30 octobre 1763
Depuis son départ de leur grotte, à la recherche de son Frère-Coquille, il avait beaucoup voyagé, pour un petit dragon. Beaucoup vogué. D’abord à la cité de sa bipède de Feu, puis dans les folles herbes du nord de l'île des bipèdes Hommes, où il avait rencontré Neige Ecailles et son lié, aux oreilles et dents pointues.
De tout ce voyage il avait beaucoup vu, beaucoup observé. Et beaucoup appris. Il avait pu admirer la cité de bipède de feu, Ipsë Rosea de son nom chantant, et ses hautes pierres. Même si cette visite était teintée d’une note plus obscure alors qu’il avait failli se faire attaquer, lui, dragon libre, fils de l’ire… Mais heureusement rien ne lui était arrivé et les bipèdes idiots avaient bien vite décampé, grâce à bipède de feu notamment. Il avait également beaucoup appris sur la nature, sur la terre de cette île magnifique et dangereuse tout à la fois. Il avait beaucoup observé les bipèdes et leurs étranges façons de faire, d’échanger, de parler, d’interagir entre eux. Il lui avait semblé que derrière chaque acte d’un bipède, une intention personnelle était cachée, une attente, un vœu… mais peut-être se trompait-il et n’avait-il rien compris. L’esprit de ces créatures, certes intéressantes et amusantes, était finalement bien plus complexe qu’il ne l’aurait pensé. Même les voix ne savaient pas toujours tout lui expliquer.

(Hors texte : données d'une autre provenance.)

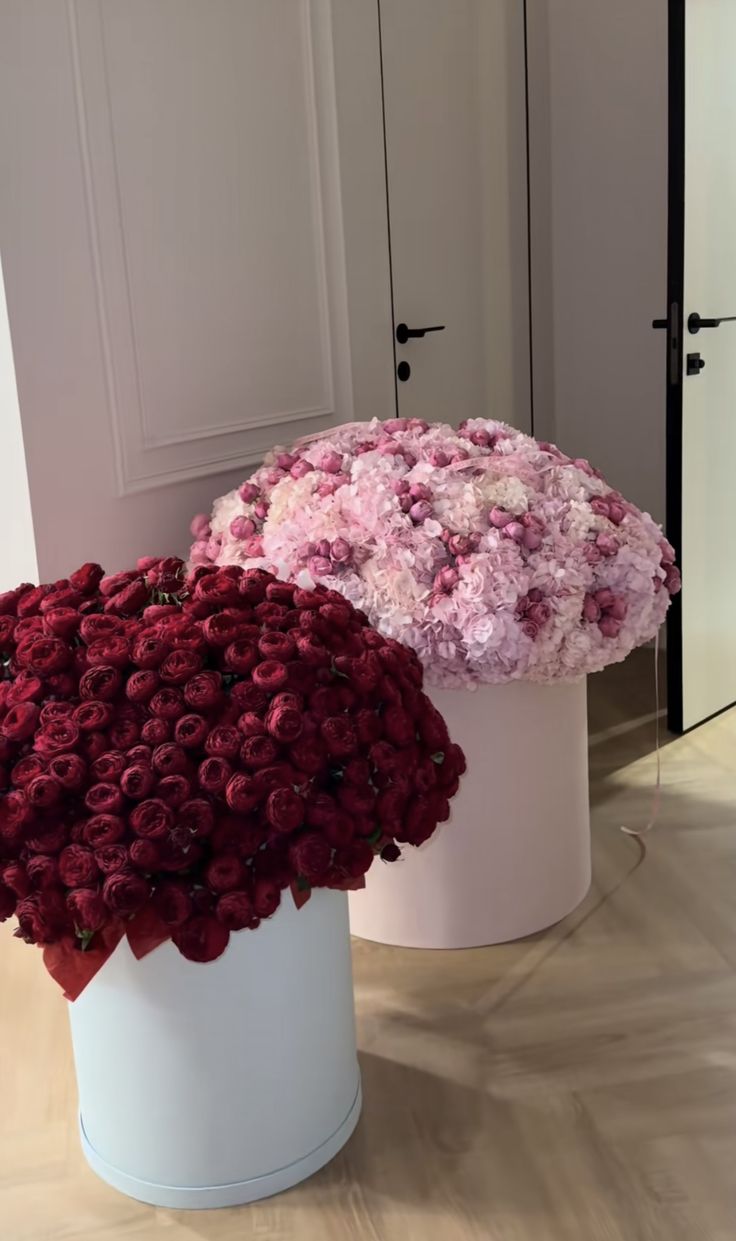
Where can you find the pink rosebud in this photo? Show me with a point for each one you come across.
(610, 627)
(514, 530)
(332, 463)
(340, 551)
(607, 544)
(533, 539)
(242, 528)
(499, 518)
(420, 511)
(200, 526)
(447, 578)
(438, 458)
(590, 609)
(319, 566)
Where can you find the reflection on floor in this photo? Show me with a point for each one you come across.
(577, 1086)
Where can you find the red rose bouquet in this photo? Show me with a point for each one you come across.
(176, 751)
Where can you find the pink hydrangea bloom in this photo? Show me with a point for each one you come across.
(494, 556)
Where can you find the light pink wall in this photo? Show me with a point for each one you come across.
(598, 194)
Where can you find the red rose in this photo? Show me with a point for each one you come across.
(339, 736)
(168, 704)
(242, 793)
(274, 645)
(8, 902)
(241, 657)
(310, 856)
(44, 792)
(284, 809)
(191, 731)
(197, 817)
(266, 897)
(201, 938)
(155, 732)
(128, 601)
(62, 622)
(170, 760)
(173, 902)
(214, 775)
(77, 866)
(26, 770)
(41, 918)
(153, 819)
(204, 690)
(112, 649)
(87, 578)
(26, 688)
(399, 726)
(103, 829)
(271, 675)
(108, 767)
(225, 874)
(355, 858)
(235, 910)
(174, 791)
(42, 871)
(15, 876)
(102, 683)
(103, 798)
(137, 781)
(180, 665)
(258, 752)
(224, 742)
(284, 722)
(56, 737)
(111, 858)
(68, 770)
(87, 909)
(47, 655)
(248, 698)
(309, 755)
(20, 721)
(93, 716)
(251, 725)
(125, 892)
(150, 652)
(147, 855)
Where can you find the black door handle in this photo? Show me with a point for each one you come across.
(695, 322)
(403, 333)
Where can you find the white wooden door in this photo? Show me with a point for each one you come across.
(703, 446)
(194, 236)
(456, 154)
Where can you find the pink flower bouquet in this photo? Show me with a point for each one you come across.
(495, 557)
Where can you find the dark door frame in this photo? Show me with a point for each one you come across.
(675, 272)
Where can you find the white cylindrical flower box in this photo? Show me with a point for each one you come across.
(515, 856)
(212, 1085)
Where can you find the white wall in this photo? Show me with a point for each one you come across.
(17, 547)
(598, 205)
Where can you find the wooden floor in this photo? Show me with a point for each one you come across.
(578, 1086)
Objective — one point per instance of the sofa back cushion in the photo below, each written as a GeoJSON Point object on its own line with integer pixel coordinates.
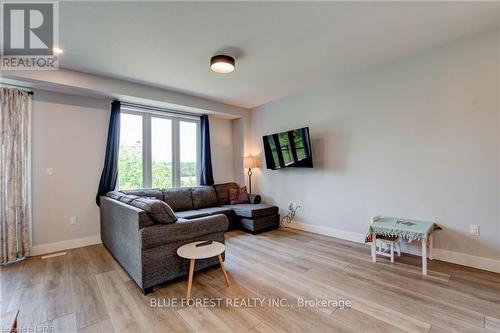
{"type": "Point", "coordinates": [204, 196]}
{"type": "Point", "coordinates": [222, 191]}
{"type": "Point", "coordinates": [178, 198]}
{"type": "Point", "coordinates": [237, 196]}
{"type": "Point", "coordinates": [159, 211]}
{"type": "Point", "coordinates": [146, 192]}
{"type": "Point", "coordinates": [120, 196]}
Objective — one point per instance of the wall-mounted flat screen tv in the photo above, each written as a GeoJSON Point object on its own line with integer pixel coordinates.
{"type": "Point", "coordinates": [288, 149]}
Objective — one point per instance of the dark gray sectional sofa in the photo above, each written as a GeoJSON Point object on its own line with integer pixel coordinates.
{"type": "Point", "coordinates": [147, 248]}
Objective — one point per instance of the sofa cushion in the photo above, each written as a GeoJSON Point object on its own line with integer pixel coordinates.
{"type": "Point", "coordinates": [222, 191]}
{"type": "Point", "coordinates": [128, 198]}
{"type": "Point", "coordinates": [253, 210]}
{"type": "Point", "coordinates": [183, 231]}
{"type": "Point", "coordinates": [178, 198]}
{"type": "Point", "coordinates": [159, 211]}
{"type": "Point", "coordinates": [218, 210]}
{"type": "Point", "coordinates": [203, 196]}
{"type": "Point", "coordinates": [115, 195]}
{"type": "Point", "coordinates": [146, 192]}
{"type": "Point", "coordinates": [191, 214]}
{"type": "Point", "coordinates": [238, 195]}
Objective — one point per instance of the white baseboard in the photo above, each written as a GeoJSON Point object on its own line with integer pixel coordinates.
{"type": "Point", "coordinates": [65, 245]}
{"type": "Point", "coordinates": [487, 264]}
{"type": "Point", "coordinates": [327, 231]}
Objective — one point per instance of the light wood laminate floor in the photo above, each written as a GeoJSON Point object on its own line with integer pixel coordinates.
{"type": "Point", "coordinates": [87, 291]}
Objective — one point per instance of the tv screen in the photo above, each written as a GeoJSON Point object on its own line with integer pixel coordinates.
{"type": "Point", "coordinates": [288, 149]}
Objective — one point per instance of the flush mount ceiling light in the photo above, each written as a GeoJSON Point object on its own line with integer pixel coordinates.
{"type": "Point", "coordinates": [222, 64]}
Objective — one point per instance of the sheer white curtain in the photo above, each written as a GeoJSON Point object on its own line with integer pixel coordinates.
{"type": "Point", "coordinates": [15, 187]}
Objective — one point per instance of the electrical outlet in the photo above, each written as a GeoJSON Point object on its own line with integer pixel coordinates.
{"type": "Point", "coordinates": [474, 229]}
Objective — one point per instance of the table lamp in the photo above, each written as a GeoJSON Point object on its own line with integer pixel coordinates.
{"type": "Point", "coordinates": [249, 162]}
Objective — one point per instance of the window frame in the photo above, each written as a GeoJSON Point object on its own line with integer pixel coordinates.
{"type": "Point", "coordinates": [147, 156]}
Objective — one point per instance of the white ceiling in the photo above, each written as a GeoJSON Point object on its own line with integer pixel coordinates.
{"type": "Point", "coordinates": [281, 47]}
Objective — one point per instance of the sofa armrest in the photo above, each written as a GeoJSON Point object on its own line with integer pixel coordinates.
{"type": "Point", "coordinates": [120, 225]}
{"type": "Point", "coordinates": [181, 230]}
{"type": "Point", "coordinates": [254, 198]}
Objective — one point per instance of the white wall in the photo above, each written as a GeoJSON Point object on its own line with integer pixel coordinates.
{"type": "Point", "coordinates": [69, 135]}
{"type": "Point", "coordinates": [418, 138]}
{"type": "Point", "coordinates": [221, 146]}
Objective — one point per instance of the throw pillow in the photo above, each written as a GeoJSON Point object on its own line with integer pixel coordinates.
{"type": "Point", "coordinates": [159, 211]}
{"type": "Point", "coordinates": [237, 196]}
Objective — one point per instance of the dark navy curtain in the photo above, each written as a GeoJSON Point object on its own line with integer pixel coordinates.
{"type": "Point", "coordinates": [206, 177]}
{"type": "Point", "coordinates": [109, 174]}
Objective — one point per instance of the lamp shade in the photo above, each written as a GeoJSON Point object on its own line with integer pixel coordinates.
{"type": "Point", "coordinates": [249, 162]}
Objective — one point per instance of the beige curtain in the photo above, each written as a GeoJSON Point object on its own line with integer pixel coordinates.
{"type": "Point", "coordinates": [15, 128]}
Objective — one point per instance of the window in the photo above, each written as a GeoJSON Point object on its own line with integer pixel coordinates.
{"type": "Point", "coordinates": [157, 150]}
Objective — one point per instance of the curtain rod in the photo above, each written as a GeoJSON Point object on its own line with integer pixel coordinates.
{"type": "Point", "coordinates": [154, 108]}
{"type": "Point", "coordinates": [30, 92]}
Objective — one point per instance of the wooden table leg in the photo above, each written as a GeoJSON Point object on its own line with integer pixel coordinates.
{"type": "Point", "coordinates": [374, 247]}
{"type": "Point", "coordinates": [431, 246]}
{"type": "Point", "coordinates": [424, 257]}
{"type": "Point", "coordinates": [190, 280]}
{"type": "Point", "coordinates": [221, 262]}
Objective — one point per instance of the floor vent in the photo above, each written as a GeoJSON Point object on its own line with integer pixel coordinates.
{"type": "Point", "coordinates": [55, 255]}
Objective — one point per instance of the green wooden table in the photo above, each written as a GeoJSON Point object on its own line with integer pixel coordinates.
{"type": "Point", "coordinates": [422, 231]}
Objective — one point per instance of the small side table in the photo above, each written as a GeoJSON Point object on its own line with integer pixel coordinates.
{"type": "Point", "coordinates": [191, 252]}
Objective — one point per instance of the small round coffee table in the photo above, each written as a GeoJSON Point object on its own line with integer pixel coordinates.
{"type": "Point", "coordinates": [191, 252]}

Mais son expérience la plus marquante, la plus frappante, qui avait instillé en son esprit mille questions, était sans doute sa rencontre avec Neige Ecailles et l’échange qui avait suivi avec son lié. La question du lien… Mieux, l’expérience du lien ! Et dire que ce n’était qu’une infime particule de ce que devaient ressentir deux liés ! Cela ne lui donnait pas forcément envie de se lier, que son père soit rassuré, mais cela le questionnait. Il n’avait rien vu de profondément néfaste dans ce qu’on lui avait montré. Il avait vu au contraire une relation forte, unique, magnifique. Un partage entier, sans concession. Et il avait ressenti des sensations de sécurité, de réconfort, dans ce qui les liait. Pourquoi alors tant de haine envers le lien ?
Il aurait pu demander à son père, et lui poser toutes ses questions sur le lien, mais il craignait que ce dernier ne soit pas vraiment objectif. Certes, Neige Ecailles et son lié ne l’étaient sûrement pas non plus, d’autant plus quand on savait que Neige Ecailles était née ainsi, n’avait pas eu le choix que de se lier, de trouver son élu, pour pouvoir éclore. Dans le lien, c’était là un des points qui l’irritaient : qu’un dragon soit obligé d’attendre l’arrivée d’un bipède particulier pour pouvoir se libérer lui-même de son œuf ! Un dragon devrait avoir le choix ! Et au final le bipède aussi ! On blâmait les liés, mais la plupart au final n’avaient rien demandé… Le lien devrait être un choix, et non une obligation imposée. L’autre point qui l’inquiétait était ce qu’il avait entendu : le lien renforçait les chimères et pourrait leur permettre de revenir. Comment, pourquoi, en quoi ? Tant de questions dont il voulait trouver les réponses. S’ils parvenaient à y répondre, peut-être le lien ne serait-il plus vu de façon si néfaste ? Et si chaque dragon avait le choix, si chaque dragon était libre d’éclore sans se lier, peut-être le lien serait-il mieux accepté ?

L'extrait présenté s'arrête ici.